Resulta que en la vida de los hombres, como ocurre con cualquier mercancía de mala calidad, el lado exterior se halla cubierto de una falsa pátina: aquello que está sufriendo siempre se oculta. En cambio, aquello que sirve para recabar pompa y esplendor se expone a la vista; y cuanta menos alegría se tenga interiormente tanto más se deseará aparecer ante la opinión de los demás como un ser afortunado… 



Toda satisfacción, o lo que por lo común llamamos dicha, es propia y esencialmente algo siempre negativo y nunca positivo. No se trata de una felicidad genuina que venga a nosotros por sí misma, sino que ha de ser siempre la satisfacción de un deseo. Pues el deseo, es decir, la carencia, es la condición previa a cualquier placer. Ahora bien, con la satisfacción se termina el deseo y, en consecuencia, también el placer. De ahí que la satisfacción o la felicidad nunca puedan ser más que la liberación de un dolor, de una necesidad… 



Si la vida promete algo, no lo cumple, a no ser para mostrar cuán poco deseable era lo deseado: así nos engaña ya la esperanza, ya lo que es esperado. Si nos ha dado una cosa, era para llevarse otra.




Conviene que intentemos conseguir ver lo que poseemos de la misma manera que lo veríamos si nos fuera arrebatado: sea lo que sea, propiedad, salud, amigos, amante, mujer e hijo, la mayoría de las veces apreciamos su valor solo cuando lo hemos perdido. Si lo logramos, entonces, primero, su posesión real nos hará de inmediato más felices y, segundo, trataremos de todas las maneras de prevenir la pérdida, no arriesgaremos nuestra propiedad, no irritaremos a los amigos, no pondremos a prueba la fidelidad de las mujeres, velaremos por la salud de los hijos, etcétera. Ante la vista de todo lo que no tenemos, nos preguntamos «¿Cómo sería si lo tuviera?» y así se nos hace evidente nuestra carencia. Pero en lugar de eso, lo que deberíamos hacer es preguntarnos a menudo ante aquello que poseemos «¿Cómo sería si lo perdiera?». 

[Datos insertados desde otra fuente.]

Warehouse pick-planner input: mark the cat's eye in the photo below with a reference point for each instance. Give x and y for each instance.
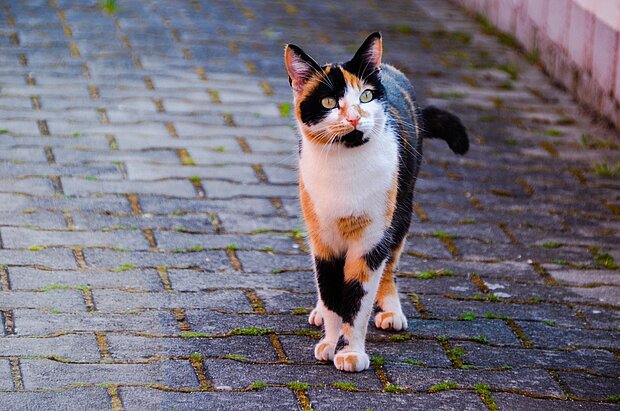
(329, 102)
(366, 96)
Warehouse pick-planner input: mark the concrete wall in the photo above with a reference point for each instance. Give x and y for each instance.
(578, 41)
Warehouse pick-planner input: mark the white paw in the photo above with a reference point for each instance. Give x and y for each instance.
(390, 320)
(316, 317)
(324, 350)
(351, 361)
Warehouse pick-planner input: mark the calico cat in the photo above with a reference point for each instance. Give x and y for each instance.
(359, 155)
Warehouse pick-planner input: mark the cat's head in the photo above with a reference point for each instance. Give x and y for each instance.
(338, 103)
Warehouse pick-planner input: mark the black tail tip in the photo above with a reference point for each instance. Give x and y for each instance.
(442, 124)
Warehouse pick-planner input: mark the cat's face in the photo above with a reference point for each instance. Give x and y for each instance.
(338, 103)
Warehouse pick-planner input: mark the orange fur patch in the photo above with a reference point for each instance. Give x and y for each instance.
(352, 228)
(319, 248)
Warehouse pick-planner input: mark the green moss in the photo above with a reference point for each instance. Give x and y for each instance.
(109, 6)
(393, 388)
(414, 362)
(606, 261)
(258, 385)
(193, 334)
(554, 132)
(251, 331)
(443, 386)
(349, 386)
(511, 69)
(124, 267)
(377, 360)
(430, 274)
(285, 109)
(481, 339)
(235, 357)
(468, 316)
(602, 169)
(298, 386)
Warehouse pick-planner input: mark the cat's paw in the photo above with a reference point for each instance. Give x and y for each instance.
(316, 317)
(351, 361)
(324, 350)
(390, 320)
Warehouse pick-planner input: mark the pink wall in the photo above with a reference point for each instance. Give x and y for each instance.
(578, 41)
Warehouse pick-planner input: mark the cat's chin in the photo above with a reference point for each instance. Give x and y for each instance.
(354, 138)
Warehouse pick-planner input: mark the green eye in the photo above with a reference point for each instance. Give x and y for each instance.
(329, 102)
(366, 96)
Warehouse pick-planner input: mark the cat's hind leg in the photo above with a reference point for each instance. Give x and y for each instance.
(389, 313)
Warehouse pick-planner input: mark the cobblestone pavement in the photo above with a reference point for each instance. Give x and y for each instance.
(151, 248)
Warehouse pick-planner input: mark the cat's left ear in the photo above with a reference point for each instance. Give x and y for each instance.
(369, 54)
(300, 66)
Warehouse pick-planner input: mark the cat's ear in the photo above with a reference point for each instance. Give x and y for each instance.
(368, 57)
(300, 66)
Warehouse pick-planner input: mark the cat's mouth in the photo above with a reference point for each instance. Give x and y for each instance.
(353, 138)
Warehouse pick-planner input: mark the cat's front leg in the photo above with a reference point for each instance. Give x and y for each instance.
(358, 295)
(329, 273)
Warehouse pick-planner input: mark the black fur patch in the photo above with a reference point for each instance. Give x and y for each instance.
(332, 85)
(342, 298)
(330, 278)
(342, 342)
(442, 124)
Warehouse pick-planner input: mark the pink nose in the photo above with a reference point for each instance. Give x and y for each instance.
(353, 121)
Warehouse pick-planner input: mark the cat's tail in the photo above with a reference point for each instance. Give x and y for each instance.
(438, 123)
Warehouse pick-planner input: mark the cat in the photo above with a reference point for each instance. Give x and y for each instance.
(359, 156)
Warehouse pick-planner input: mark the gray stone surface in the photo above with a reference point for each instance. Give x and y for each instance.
(151, 244)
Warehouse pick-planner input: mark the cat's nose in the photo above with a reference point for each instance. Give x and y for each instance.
(353, 119)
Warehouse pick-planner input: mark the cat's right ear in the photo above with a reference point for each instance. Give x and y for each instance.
(300, 66)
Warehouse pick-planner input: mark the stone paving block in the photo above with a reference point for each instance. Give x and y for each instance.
(152, 204)
(38, 374)
(241, 223)
(132, 347)
(171, 240)
(145, 171)
(32, 186)
(267, 399)
(557, 337)
(118, 260)
(6, 380)
(496, 332)
(75, 399)
(453, 309)
(534, 381)
(514, 402)
(24, 278)
(37, 219)
(237, 374)
(24, 238)
(590, 386)
(211, 322)
(60, 259)
(200, 223)
(59, 300)
(81, 187)
(76, 347)
(601, 361)
(256, 262)
(113, 300)
(190, 280)
(41, 323)
(332, 399)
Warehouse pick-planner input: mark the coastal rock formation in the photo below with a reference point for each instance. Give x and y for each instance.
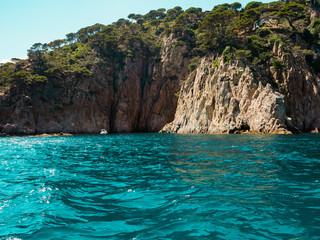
(217, 97)
(220, 97)
(139, 98)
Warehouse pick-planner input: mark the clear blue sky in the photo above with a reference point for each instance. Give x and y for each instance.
(25, 22)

El hombre encontraría la vida, tras cierta duración de la misma, insoportablemente aburrida por su monotonía y concomitante insipidez, si no fuera por el constante progreso del conocimiento y del entendimiento en general y la cada vez mejor y más clara comprensión de todas las cosas y circunstancias, en parte como fruto de la madurez y la experiencia, y en parte como consecuencia de los cambios que también sufrimos nosotros mismos a lo largo de la vida y por las que en cierto modo nos situamos en una siempre nueva perspectiva, desde la cual las cosas se nos muestran desde ángulos aún desconocidos y parecen distintas… 



Cualquiera que se haya despertado de los primeros sueños juveniles, que haya contemplado su propia experiencia o la ajena, que haya examinado su vida, la historia del pasado y de su propio tiempo y, por último, las obras de los grandes poetas, a no ser que un prejuicio innato e inextinguible paralice su raciocinio, reconocerá el resultado de que este mundo de los hombres es el reino del azar y del error, los cuales lo dominan sin piedad, tanto en lo grande como en lo pequeño, y junto a los cuales, además, la estupidez y la maldad agitan el látigo; de ahí que cualquier cosa mejor se abra paso solo con esfuerzo, que lo noble y lo sabio comparezcan muy raramente o apenas encuentren eco y repercusión, mientras que lo absurdo y erróneo en el terreno del pensamiento, lo vulgar y carente de gusto en el reino del arte, lo malvado y tramposo en el de los actos, alterados solo por breves interrumpciones, estén propiamente en el poder, mientras que lo excelente de cualquier índole represente siempre una excepción, un caso entre millones… 



El tedio, sin embargo, no es ni mucho menos un mal que pueda subestimarse: acaba pintando en el rostro verdadera desesperación. Hace que seres que se aman tan poco entre sí como los hombres, no obstante, se busquen tanto, y se convierte así en la fuente de toda sociabilidad.



Cada día es una pequeña vida, cada despertar y levantarse un pequeño nacimiento, cada fresca mañana una pequeña juventud y cada irse a la cama y dormir una pequeña muerte.